Uniting Hmong and Native Americans
By Amy Doeun – The weekend of November 8-11 in La Crosse, WI the Hmong and Native American communities came together for the Indigenous Education Symposium.
Uniting Hmong and Native Americans
By Amy Doeun
The weekend of November 8-11 in La Crosse, WI the Hmong and Native American communities came together for the Indigenous Education Symposium. The symposium was hosted by Widening the Circle Indigenous Education Institute, a consortium of La Cross Hmong Mutual Assistance Association, Ho-Chunk Nation, UW-La Crosse, Eau Claire, Green Bay, Viterbo University and the Wisconsin Department of Publication Instruction.
Widening The Circle released a statement about the event, “The La Crosse area Hmong and Native American communities have increasingly started to recognize that despite broad differences in their respective histories, they share many similarities in culture and social issues as Indigenous Peoples.
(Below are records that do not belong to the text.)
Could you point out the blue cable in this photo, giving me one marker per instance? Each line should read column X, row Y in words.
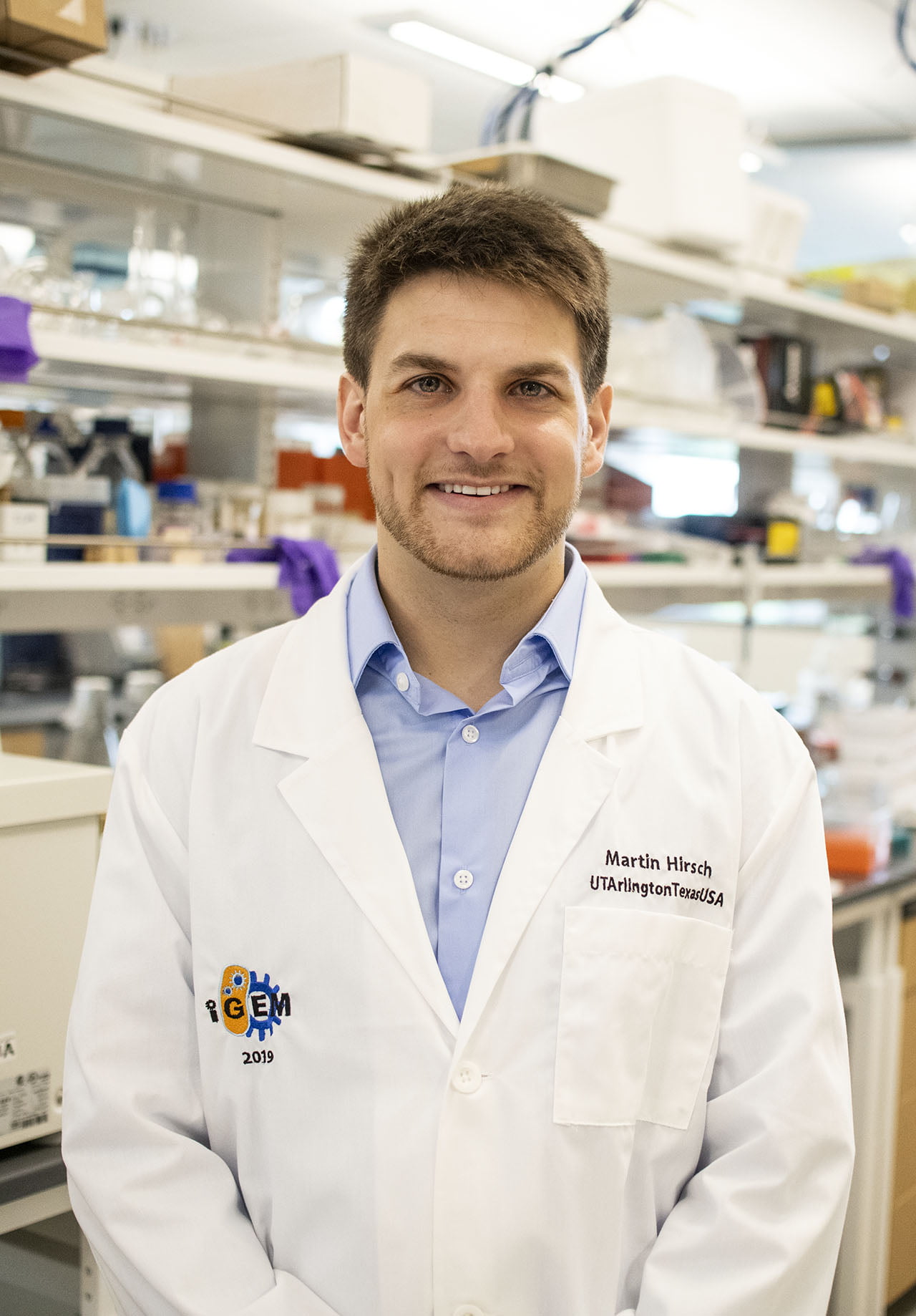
column 902, row 17
column 497, row 127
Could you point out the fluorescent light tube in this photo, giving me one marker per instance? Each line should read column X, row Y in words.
column 423, row 36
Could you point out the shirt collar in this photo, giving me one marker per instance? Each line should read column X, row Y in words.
column 369, row 626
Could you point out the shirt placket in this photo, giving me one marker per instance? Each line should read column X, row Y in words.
column 466, row 877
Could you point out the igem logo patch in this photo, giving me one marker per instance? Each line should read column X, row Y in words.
column 248, row 1005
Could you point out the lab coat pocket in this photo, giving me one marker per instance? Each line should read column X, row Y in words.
column 640, row 997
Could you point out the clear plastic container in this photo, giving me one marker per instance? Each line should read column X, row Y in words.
column 857, row 821
column 180, row 520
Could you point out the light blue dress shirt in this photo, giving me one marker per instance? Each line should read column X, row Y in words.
column 457, row 780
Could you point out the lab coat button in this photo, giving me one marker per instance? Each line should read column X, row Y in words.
column 467, row 1078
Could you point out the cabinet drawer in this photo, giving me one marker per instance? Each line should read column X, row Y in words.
column 902, row 1269
column 908, row 1045
column 905, row 1169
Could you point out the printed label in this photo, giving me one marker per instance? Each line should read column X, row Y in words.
column 25, row 1100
This is especially striking when confronting educational issues, language and culture revitalization. As such, for the past decade, among many other events, both communities have come together to develop the Widening the Circle Indigenous Education Symposium on November 8th through 11th in La Crosse WI. The Symposium followed traditional Hmong and Native American values in bringing people together to build relationships and learn from each other.”
This year focused on topics like “language revitalization and crafting a Hmong Education Bill.” Over Friday and Saturday more than 40 workshops were held with guest presenters including Tou Saiko Lee, Foung Hawj and Kabzuag Vang.
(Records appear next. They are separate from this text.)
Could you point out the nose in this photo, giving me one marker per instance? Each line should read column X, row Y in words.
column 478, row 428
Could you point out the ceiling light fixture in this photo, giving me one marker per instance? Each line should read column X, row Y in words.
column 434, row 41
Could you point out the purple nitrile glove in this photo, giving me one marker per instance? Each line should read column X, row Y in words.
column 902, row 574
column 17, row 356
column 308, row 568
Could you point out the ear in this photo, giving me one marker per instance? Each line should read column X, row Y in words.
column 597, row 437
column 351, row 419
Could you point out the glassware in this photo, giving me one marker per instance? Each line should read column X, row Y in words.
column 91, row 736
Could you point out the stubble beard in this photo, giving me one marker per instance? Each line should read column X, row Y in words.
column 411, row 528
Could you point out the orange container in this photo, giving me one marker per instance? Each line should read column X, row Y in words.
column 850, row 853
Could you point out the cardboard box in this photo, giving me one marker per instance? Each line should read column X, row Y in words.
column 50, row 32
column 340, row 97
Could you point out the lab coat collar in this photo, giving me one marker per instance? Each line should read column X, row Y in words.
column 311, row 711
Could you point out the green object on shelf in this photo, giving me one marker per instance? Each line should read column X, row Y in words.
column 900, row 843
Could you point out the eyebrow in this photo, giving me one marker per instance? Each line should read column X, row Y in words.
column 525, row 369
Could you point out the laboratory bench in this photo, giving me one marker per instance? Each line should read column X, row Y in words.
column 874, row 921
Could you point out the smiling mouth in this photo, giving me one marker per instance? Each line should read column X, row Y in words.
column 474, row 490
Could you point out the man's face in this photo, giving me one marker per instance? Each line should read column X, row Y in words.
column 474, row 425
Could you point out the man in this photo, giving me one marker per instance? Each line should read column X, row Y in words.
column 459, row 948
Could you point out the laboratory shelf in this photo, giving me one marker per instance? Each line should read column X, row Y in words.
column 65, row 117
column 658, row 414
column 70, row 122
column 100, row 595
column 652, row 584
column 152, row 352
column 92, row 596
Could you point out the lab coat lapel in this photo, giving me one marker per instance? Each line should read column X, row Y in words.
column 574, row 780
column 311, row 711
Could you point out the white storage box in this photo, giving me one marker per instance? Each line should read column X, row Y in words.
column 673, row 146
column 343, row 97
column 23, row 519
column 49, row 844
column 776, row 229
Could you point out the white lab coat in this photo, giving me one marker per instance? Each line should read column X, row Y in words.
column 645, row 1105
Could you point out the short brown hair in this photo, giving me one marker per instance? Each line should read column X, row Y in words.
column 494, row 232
In addition to workshops a Friday night celebration of the arts through hip-hop and spoken word artists, Tall Paul and Tou Saiko Lee.
“The Symposium seeks to be a resource for teachers, future educators, and community members and to give educators and gives participants the opportunity to meet Native and Hmong elders and educators, build relationships, learn about Native and Hmong cultures, contemporary and historical issues, Indigenous educational practices,” read a statement released by Widening the Circle.
The symposium has 4 main goals:
• Create an environment, which provides educators and students a culturally responsive model of critical multicultural and Indigenous (specifically Native and Hmong) education;
• Build relationships that will provide a solid basis through which to better understand their students and communities;
• Develop a critical consciousness to deconstruct their biases and stereotypes to begin to see how their practice, and current educational policies can be problematic for students;
• Learn positive strategies and ideas to rethink methodologies and infuse a more meaningful and inclusive curriculum and praxis through a critical framework and using Indigenous educational practices, teaching/learning about Indigenous histories, cultures, contemporary issues, and critical multicultural pedagogy to fight oppression and inspire understanding, acceptance, critique sovereignty and respect for all.
One area of focus was, “Historical trauma” and how traumatic events happening to a group of people can affect them for generations. Presenters Kab Zuag Vang and Christine Munson talked about how poverty, displacement and colonization affect a people, but also how healing can happen.
“While the symposium is focused on education and contemporary issues, everyone was encouraged to attend and participate in what has become the country’s only collaborative effort between the Hmong and Native American communities.”